Through these curated decants, Scento provides more than just access to luxury fragrances. It offers a window into the creative journeys of master perfumers, transforming scent discovery into a deeply personal experience. Each spray becomes a chance to connect with their artistry, one thoughtfully chosen fragrance at a time.
Conclusion
There are fewer than 500 professional perfumers in the world, yet their creations shape memories and emotions for millions. Figures like Christine Nagel and Aurélien Guichard embody the essence of perfumery - transforming raw materials into scents that resonate deeply, using their understanding of texture and a strong connection to the origins of their ingredients.
Frédéric Malle, the founder of Editions de Parfums Frédéric Malle, captures this beautifully:
"Perfumery is a silent language that a few understand. It’s a very beautiful, abstract art".
This art isn’t just something to observe; it’s something to experience. When perfumers share their creative journeys, it opens a window into the dedication and precision that go into every bottle. Today, this artistry is meeting a growing audience eager to engage with it on a deeper level.
The move toward making these master-crafted scents more accessible has changed how we approach fragrance. Instead of relying solely on marketing, you can now explore the true essence of a scent and the creative mind behind it.

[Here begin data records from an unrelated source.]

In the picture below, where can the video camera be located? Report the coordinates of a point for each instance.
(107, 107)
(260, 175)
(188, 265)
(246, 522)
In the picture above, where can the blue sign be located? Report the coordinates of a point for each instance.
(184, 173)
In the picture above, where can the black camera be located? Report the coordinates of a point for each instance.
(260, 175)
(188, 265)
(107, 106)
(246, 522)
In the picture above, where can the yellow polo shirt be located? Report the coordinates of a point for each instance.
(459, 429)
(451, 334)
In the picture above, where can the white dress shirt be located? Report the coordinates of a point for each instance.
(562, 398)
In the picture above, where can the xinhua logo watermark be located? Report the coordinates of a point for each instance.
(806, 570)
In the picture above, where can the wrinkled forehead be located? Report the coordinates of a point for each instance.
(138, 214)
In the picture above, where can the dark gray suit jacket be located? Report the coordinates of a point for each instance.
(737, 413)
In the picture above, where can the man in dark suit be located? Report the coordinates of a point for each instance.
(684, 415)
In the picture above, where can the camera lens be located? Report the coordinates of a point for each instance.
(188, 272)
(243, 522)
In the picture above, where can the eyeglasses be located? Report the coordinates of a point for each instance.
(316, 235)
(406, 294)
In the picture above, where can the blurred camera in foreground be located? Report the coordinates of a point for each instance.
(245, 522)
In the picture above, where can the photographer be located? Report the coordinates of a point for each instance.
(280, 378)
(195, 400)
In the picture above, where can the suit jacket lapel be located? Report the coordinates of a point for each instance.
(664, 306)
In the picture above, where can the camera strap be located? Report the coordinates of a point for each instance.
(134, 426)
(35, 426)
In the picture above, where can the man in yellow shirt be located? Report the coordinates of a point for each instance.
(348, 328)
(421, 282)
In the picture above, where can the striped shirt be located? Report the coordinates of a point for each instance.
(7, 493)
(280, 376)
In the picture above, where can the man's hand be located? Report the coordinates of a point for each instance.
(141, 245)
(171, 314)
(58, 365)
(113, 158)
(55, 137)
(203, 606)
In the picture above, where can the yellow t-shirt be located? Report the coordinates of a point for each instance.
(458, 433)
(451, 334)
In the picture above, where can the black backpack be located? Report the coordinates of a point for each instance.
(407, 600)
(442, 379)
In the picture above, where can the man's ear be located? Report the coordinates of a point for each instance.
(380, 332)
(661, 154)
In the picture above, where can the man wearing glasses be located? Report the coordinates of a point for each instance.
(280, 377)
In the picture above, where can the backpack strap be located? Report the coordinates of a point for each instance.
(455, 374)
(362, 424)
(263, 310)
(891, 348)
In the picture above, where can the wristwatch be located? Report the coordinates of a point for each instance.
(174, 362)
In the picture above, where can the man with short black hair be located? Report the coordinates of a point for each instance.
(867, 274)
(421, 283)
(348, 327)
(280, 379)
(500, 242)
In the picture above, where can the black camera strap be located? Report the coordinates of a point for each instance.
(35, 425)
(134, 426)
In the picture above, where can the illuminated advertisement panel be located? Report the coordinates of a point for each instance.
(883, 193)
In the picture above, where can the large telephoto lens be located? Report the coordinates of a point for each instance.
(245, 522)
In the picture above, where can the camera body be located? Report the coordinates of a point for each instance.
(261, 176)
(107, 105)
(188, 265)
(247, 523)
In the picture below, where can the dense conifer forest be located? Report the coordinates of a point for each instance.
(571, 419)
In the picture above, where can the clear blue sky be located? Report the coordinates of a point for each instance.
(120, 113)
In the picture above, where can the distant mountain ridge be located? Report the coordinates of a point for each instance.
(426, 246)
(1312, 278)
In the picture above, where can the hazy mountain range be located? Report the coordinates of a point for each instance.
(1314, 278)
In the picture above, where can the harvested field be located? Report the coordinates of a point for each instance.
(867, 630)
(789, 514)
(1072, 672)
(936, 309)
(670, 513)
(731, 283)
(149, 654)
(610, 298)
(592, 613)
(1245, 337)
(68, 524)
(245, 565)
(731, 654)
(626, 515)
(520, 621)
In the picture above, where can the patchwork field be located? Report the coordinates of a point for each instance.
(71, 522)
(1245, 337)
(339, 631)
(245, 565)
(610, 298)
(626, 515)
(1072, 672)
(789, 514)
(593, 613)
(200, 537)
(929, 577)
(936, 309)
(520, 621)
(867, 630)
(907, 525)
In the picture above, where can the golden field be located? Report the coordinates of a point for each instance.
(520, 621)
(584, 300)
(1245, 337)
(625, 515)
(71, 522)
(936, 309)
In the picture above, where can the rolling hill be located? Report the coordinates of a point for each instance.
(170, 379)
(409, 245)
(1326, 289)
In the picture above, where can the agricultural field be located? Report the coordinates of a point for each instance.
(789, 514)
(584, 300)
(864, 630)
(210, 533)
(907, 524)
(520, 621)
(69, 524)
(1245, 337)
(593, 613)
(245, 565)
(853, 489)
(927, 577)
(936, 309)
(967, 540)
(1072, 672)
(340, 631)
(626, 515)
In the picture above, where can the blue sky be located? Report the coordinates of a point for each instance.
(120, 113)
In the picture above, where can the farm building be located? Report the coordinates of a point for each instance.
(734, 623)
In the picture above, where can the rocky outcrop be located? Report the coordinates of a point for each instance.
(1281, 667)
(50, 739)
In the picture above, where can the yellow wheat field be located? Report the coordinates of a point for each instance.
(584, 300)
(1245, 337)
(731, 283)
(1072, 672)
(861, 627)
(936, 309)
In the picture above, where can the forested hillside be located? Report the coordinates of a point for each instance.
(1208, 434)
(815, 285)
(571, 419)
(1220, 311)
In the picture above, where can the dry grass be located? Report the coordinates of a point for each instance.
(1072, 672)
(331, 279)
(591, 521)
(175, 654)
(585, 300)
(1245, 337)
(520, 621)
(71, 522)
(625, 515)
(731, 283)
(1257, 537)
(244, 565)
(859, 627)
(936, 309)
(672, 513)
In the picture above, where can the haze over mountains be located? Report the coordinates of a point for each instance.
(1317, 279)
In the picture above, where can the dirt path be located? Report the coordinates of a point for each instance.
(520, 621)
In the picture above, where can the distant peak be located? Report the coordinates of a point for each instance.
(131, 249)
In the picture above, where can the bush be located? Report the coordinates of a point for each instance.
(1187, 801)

This shift allows more people to develop personal connections with fragrances and discover how to choose your signature scent based on which perfumers’ styles align with their tastes.
As Olivier Polge, Chanel’s resident perfumer, wisely notes:
"You have to be curious, to be instinctive and not too rational. There is no right or wrong in perfume".
Every fragrance tells a story - whether it’s inspired by a lush Turkish garden, a cherished childhood memory, or the softness of cashmere.
FAQs
What does a “nose” actually do?
A "nose", or perfumer, is the expert behind the creation and blending of fragrances. They skillfully combine aromatic ingredients - such as floral, woody, or spicy notes - to craft scents that can stir emotions, spark memories, or set a particular mood.
This craft requires a unique balance of science and art. On one hand, they rely on a deep understanding of fragrance components and how they interact. On the other, their creative intuition guides them, often inspired by a muse, a concept, or a specific raw material. Through a meticulous and iterative process, they refine their blends until they achieve a scent that feels perfectly balanced and evocative.
How long does it take to make a perfume?
Creating a perfume is a detailed and time-intensive journey that can span months or even years. It starts with conceptualizing the fragrance’s identity, followed by blending raw materials to craft its foundation. Perfumers then move into rigorous testing and fine-tuning, often revisiting formulations after weeks or months to ensure the scent evolves as envisioned. Perfecting a fragrance’s balance demands patience, repeated adjustments, and ample time to refine its olfactory character before it’s deemed ready for the world.
How can I sample a fragrance before buying a full bottle?
If you’d like to try a fragrance before buying a full-sized bottle, perfume decants or samples are a great option. Scento provides a selection of designer and niche fragrances in smaller sizes - 0.75ml, 2ml, or 8ml - so you can explore different scents without committing to a full bottle. This way, you can wear the fragrance, see how it develops on your skin, and decide if it aligns with your style before making a bigger purchase.